L’esperienza peggiore che ci lascia questa pandemia e che ancora non vuole andar via, è la perdita dei nostri cari senza aver potuto fornire loro assitenza e conforto. E’ una lacerazione esisteziale che in molti casi, a causa del rischio del contagio, non ha permesso neanche la possibilità di vedere per l’ultima volta e di dare l’estremo saluto alle persone amate. A molti è toccata addirittura la sorte disumana di veder portare via solo delle bare, non potendo accompagnare le persone lì contenute neppure nel luogo della loro sepoltura. E’ un aspetto della vulnerabilità umana che oggi è ritornato sconosciuto solo perchè è stato cancellato dalla nostra memoria collettiva. Si tratta di un’esperienza molto simile, diremmo quasi identica, a quella che stiamo riservando all’esistenza umana su questo pianeta. Senza le dovute cure e attenzioni, tutte cose costruite e realizzate nei secoli (palazzi, autostrade, porti, aeroporti, ecc.) e in particolare quelle legate alle arti, alla cultura e al paesaggio, sono destinate a scomparire.

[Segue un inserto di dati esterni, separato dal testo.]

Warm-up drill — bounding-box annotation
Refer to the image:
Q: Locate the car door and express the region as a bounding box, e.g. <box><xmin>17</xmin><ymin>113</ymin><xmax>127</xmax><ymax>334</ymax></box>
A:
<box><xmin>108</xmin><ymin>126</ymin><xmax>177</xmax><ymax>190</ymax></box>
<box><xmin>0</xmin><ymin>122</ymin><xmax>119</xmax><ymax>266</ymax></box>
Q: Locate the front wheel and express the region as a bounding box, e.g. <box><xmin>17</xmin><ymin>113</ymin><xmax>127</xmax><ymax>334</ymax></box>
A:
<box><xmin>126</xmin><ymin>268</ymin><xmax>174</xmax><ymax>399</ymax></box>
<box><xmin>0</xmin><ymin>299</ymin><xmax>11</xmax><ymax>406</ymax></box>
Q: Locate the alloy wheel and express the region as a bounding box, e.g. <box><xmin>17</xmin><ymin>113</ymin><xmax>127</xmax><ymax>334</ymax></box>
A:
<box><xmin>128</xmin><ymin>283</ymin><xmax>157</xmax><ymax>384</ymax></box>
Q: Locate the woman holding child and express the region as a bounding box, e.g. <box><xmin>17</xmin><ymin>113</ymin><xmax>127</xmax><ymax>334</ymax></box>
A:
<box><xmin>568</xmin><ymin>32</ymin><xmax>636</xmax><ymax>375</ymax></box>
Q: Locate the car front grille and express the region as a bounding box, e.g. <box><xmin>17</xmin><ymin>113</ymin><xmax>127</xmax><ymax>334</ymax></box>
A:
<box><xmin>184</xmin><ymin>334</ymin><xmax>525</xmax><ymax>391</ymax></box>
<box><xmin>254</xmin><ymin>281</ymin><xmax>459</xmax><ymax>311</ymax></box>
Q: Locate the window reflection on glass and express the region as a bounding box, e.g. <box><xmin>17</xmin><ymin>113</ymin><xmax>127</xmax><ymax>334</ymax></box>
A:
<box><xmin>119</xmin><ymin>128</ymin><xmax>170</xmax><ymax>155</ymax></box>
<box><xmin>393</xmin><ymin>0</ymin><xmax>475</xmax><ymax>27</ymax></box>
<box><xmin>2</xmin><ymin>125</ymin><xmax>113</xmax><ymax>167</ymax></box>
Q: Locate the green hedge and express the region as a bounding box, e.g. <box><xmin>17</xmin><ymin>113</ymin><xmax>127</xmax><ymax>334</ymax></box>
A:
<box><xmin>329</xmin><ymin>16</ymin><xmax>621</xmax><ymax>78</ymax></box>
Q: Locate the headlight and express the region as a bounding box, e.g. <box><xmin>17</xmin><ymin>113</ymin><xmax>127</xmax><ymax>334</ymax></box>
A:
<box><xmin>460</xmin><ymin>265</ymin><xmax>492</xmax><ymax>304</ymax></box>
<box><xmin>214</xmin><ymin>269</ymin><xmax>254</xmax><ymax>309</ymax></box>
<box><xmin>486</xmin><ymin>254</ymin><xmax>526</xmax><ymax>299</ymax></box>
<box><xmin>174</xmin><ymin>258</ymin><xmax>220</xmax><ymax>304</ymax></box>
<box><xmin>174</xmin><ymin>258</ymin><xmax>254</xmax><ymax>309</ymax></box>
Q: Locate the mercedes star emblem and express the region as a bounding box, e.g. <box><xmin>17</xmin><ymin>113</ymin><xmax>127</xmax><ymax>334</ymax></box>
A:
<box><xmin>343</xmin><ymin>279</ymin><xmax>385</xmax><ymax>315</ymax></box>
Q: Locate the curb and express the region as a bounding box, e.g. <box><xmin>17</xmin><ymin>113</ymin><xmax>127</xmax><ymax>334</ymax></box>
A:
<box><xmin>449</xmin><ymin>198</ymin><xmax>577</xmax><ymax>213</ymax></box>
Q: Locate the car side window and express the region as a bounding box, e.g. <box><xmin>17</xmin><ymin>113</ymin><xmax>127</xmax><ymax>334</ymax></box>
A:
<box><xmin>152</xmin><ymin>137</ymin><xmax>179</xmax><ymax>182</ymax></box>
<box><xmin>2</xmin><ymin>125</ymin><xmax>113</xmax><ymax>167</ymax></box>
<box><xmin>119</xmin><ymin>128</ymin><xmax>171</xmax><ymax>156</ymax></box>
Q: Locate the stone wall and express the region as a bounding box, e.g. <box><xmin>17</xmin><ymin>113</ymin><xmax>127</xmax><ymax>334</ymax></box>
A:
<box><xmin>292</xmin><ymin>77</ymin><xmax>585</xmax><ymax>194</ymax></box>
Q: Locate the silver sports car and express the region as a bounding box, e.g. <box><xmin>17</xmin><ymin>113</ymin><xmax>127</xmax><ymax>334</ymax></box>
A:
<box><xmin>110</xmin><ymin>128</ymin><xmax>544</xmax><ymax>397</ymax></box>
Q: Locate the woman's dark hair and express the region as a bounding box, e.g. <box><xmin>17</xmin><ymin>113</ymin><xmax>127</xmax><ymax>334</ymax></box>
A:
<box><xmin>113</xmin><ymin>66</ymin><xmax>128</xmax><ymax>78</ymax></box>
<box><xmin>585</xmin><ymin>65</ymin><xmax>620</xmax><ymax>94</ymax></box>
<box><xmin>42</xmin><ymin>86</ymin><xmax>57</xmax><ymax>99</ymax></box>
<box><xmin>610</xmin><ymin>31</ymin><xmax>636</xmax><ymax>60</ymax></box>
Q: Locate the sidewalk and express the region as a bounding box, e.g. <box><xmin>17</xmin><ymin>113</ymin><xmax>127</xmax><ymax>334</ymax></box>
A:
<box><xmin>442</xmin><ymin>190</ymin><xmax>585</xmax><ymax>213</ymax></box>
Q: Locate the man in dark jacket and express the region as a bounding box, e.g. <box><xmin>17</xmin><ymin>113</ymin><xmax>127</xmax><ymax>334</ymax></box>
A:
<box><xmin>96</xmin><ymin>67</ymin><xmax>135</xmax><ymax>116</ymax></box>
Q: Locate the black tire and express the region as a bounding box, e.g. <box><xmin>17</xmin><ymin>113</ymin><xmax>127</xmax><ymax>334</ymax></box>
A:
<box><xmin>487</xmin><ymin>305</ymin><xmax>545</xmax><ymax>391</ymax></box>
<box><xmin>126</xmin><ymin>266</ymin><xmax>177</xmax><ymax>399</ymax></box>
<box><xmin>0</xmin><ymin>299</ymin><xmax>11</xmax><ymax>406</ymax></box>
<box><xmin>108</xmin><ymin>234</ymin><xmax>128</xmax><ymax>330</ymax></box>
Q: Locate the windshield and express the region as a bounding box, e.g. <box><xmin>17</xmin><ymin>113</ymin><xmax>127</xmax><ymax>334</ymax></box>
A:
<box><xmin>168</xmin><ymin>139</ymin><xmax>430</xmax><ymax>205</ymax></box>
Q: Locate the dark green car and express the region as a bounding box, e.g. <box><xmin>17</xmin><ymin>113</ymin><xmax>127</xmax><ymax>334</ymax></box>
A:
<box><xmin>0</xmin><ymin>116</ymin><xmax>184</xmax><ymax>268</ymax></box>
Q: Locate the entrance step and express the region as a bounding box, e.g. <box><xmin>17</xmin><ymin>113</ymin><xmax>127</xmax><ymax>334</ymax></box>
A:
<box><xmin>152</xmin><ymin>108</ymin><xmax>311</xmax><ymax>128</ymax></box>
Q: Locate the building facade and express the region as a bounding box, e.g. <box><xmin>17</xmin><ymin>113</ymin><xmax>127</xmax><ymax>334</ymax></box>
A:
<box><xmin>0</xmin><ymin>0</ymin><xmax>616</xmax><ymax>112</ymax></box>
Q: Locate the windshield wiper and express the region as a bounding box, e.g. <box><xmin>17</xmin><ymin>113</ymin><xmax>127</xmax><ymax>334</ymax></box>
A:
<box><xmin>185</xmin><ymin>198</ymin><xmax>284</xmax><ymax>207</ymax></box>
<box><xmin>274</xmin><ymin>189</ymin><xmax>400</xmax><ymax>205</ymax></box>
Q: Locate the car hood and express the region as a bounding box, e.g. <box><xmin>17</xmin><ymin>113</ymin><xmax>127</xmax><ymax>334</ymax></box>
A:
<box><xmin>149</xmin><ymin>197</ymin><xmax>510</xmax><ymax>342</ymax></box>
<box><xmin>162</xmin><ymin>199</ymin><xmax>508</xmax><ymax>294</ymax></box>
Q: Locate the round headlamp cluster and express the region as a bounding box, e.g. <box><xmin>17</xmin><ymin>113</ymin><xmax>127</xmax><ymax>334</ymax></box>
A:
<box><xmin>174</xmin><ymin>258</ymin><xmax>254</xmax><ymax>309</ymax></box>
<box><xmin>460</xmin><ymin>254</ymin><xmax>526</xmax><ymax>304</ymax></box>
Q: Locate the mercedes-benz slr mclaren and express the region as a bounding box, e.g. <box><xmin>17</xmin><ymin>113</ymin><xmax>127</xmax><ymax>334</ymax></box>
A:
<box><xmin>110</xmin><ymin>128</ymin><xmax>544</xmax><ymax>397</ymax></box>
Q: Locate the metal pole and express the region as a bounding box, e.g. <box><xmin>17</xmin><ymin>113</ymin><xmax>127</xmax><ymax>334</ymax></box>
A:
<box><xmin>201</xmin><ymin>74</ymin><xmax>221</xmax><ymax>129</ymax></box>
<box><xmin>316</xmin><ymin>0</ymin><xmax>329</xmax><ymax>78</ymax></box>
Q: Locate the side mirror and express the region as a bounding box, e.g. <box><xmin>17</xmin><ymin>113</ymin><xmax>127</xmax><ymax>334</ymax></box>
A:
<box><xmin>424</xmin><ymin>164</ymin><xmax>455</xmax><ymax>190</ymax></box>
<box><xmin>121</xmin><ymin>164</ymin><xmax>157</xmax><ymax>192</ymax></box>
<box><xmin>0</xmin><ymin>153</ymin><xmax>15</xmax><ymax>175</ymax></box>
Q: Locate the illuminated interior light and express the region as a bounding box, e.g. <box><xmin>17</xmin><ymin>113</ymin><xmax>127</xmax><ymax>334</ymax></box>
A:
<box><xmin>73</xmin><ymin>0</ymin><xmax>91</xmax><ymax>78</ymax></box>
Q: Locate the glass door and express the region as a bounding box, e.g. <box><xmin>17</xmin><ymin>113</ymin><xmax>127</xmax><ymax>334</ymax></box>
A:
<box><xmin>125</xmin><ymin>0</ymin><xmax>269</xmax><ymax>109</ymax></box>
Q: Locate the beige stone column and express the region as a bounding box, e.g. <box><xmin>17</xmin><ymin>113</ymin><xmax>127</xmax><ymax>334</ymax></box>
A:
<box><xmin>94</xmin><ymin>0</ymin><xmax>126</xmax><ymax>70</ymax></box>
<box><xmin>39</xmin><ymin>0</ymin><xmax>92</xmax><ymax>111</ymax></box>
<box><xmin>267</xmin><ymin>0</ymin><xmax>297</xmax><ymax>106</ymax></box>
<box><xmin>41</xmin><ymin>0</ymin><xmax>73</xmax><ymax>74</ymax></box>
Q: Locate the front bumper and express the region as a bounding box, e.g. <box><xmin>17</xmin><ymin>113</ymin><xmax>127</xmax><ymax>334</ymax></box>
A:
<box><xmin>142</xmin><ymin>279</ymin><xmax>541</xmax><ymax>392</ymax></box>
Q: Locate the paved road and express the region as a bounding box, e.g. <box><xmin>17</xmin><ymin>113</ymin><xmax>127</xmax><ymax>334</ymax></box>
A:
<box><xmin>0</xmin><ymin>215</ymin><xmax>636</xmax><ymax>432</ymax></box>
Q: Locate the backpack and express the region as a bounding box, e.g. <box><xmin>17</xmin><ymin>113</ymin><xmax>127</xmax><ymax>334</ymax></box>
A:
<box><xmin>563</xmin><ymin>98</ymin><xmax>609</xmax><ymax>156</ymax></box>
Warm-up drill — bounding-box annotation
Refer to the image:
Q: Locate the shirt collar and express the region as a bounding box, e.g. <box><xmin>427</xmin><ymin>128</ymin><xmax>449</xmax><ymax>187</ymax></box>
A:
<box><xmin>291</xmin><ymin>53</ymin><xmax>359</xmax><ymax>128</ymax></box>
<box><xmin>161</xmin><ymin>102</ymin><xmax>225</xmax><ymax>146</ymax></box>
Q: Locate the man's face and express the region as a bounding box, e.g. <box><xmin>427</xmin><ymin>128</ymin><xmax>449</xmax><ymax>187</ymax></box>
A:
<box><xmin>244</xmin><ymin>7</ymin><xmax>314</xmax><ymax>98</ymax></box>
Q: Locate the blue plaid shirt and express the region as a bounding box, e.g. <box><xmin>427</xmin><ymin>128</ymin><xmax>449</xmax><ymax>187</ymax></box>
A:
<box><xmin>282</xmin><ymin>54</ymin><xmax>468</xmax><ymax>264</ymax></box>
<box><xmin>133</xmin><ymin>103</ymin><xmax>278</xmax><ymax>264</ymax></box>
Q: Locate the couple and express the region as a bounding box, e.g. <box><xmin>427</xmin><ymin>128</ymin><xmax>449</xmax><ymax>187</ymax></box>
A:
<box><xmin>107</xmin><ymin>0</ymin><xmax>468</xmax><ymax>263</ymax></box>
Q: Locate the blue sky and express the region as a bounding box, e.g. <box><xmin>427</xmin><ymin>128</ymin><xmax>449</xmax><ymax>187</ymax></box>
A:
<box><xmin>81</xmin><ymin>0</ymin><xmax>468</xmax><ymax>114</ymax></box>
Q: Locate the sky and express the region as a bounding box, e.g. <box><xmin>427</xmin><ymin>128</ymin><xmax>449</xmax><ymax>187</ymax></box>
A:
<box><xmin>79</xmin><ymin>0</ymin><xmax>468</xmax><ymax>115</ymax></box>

Gli esseri umani, così come del resto tutti i mammiferi, non possono sopravvivere nella fase iniziale della loro vita senza le cure dei genitori e dei propri cari. Ogni bambino/a impara ad avere coscienza e conoscenza di se in questo modo. All’altro estremo dell’esistenza in vita il rapporto si inverte perché normalmente sono i figli a fornire alle persone anziane non solo le cure, ma anche assistenza e sostegno emotivo: almeno così accadeva fino ad un recente passato. La fragilità e il necessità di dipendere dagli altri è un dato ineluttabile per ogni essere umano e per questa fondamentale ragione si sono sviluppate le comunità. Aggregazioni di individui che si sono organizzate prima in piccoli gruppi e in ricoveri di fortuna, per poi estendersi sempre di più nei secoli, fino a raggiundere le attuali dimensioni delle metropoli. Ma la fragilità e il bisogno di cure di cui siamo portatori sani (quando va bene), appartengono anche ad ogni attività che svolgiamo. Così come un bambino impiega il suo primo anno di vita a reggersi stentatamente in piedi sulle sue gambe grazie all’aiuto dei genitori, anche il piccolo albero di mele che abbiamo trapiantato nel giardino di casa o nel parco comunale avrà bisogno di cure e protezione per poter attecchire. Una volta cresciuto e diventato adulto lo stesso albero ci renderà il servigio ricevuto con il dono dei suoi frutti, l’ombra e il rinfresco dalla calura estiva, la cattura dei troppi gas serra che continuiamo ad immettere nell’atmosfera. Ma anche quando il bambino e l’albero saranno diventati adulti si renderà necessaria la difesa dalle malattie e dagli altri rischi di soppressione o compromissione della loro vita. La rigenerazione del nostro benessere personale, sia fisico che psicologico, è una conquista quotidiana che fa parte integrante, anche in senso fisico, dell’equilibrio ecologico generale del nostro pianeta e dell’Universo.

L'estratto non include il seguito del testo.